La première publication, mis à part un document internet (Bad Voltage) gratuit, de Jonathan Littel fait plus de 900 pages et a remporté le Prix Goncourt 2008: Les Bienveillantes.
Je reviens cependant sur un point sur lequel j'aurais pu être mal compris. Je suis un fervent défenseur des nouvelles, genre que je trouve incroyablement riche et instructif. Effectivement, il est très difficile de rédiger une bonne nouvelle. Les Nouvelles de St Petersbourg de Gogol sont tout simplement géniales et denses.
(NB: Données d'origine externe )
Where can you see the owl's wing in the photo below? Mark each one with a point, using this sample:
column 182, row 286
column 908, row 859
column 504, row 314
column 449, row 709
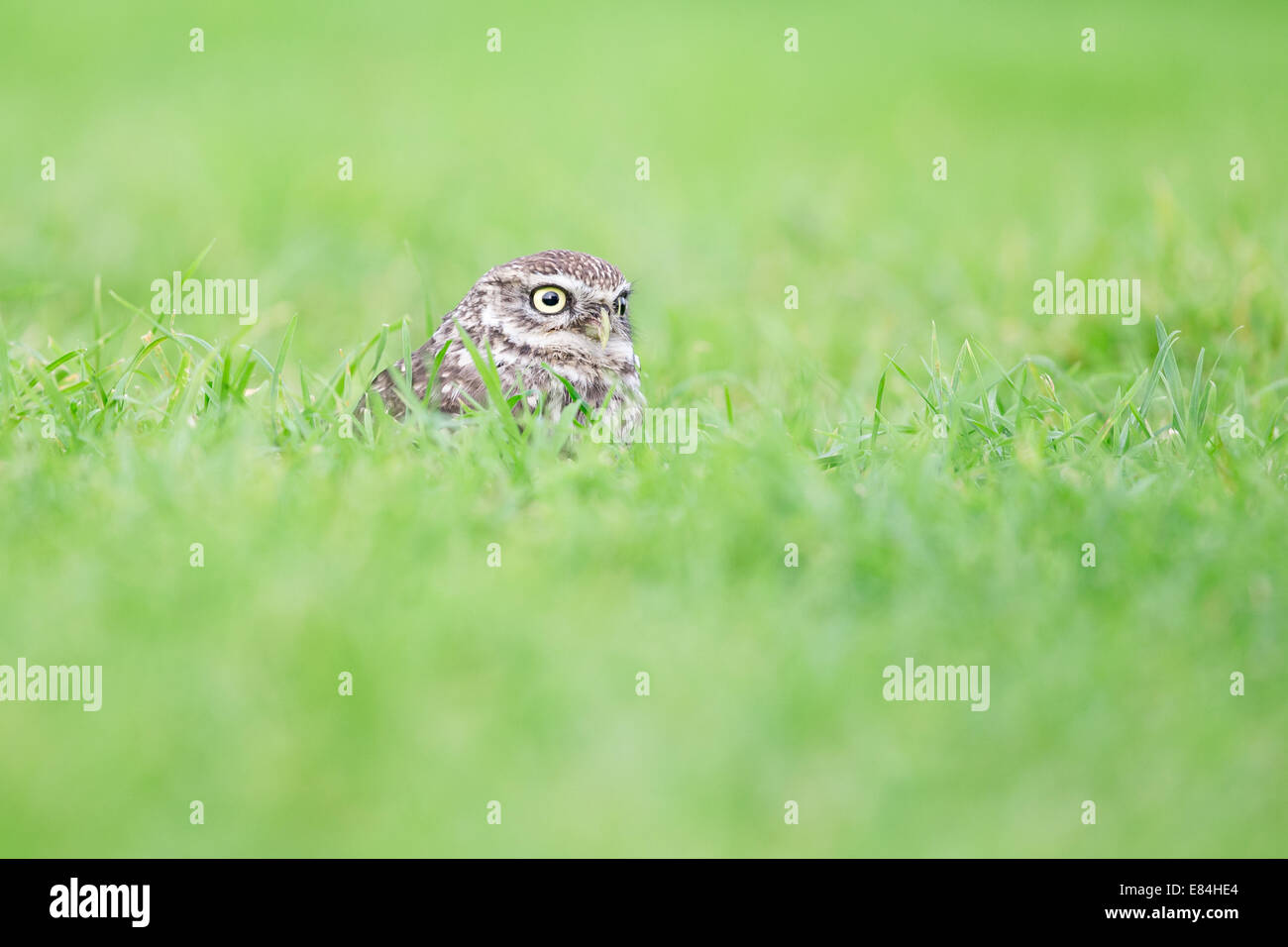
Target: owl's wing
column 456, row 385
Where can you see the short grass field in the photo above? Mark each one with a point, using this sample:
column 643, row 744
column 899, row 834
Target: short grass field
column 910, row 464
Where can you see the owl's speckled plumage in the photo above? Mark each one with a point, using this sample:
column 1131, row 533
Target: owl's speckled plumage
column 589, row 342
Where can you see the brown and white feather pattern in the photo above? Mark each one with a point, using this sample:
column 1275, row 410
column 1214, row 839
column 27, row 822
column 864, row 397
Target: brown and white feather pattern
column 589, row 342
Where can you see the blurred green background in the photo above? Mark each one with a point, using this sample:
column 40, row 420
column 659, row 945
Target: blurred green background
column 768, row 169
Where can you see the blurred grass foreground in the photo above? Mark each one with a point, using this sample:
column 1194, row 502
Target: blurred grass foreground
column 471, row 638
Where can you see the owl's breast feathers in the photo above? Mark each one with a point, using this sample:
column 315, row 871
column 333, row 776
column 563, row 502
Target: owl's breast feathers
column 533, row 359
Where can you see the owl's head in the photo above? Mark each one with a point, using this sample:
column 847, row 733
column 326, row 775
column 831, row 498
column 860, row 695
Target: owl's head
column 557, row 296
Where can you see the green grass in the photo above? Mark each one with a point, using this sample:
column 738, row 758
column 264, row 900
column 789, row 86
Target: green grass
column 938, row 454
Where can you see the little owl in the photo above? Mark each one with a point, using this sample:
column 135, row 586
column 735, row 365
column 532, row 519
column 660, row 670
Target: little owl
column 550, row 316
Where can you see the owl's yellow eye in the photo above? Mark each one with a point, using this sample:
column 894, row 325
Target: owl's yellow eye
column 549, row 299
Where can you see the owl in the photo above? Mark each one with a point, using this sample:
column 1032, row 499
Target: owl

Dur dur de s'élever à un tel niveau, dans les faits tout du moins. De plus, la nouvelle est un genre relativement consacré par certains grands auteurs. Je pense notamment à la Boule de Suif de Maupassant, disciple de Flaubert, qui reçut de la part de son maître ces quelques mots après la parution de sa nouvelle:
"Il me tarde de vous dire que je considère Boule de Suif comme un chef-d'oeuvre! Oui, jeune homme! Ni plus, ni moins, cela est d'un maître.(...) Ce petit conte restera, soyez-en sûr!(...)J'ai envie de te bécoter pendant un quart d'heure! Non, vraiment, je suis content! Je me suis amusé, et j'admire! Rebravo! Nom de Dieu!"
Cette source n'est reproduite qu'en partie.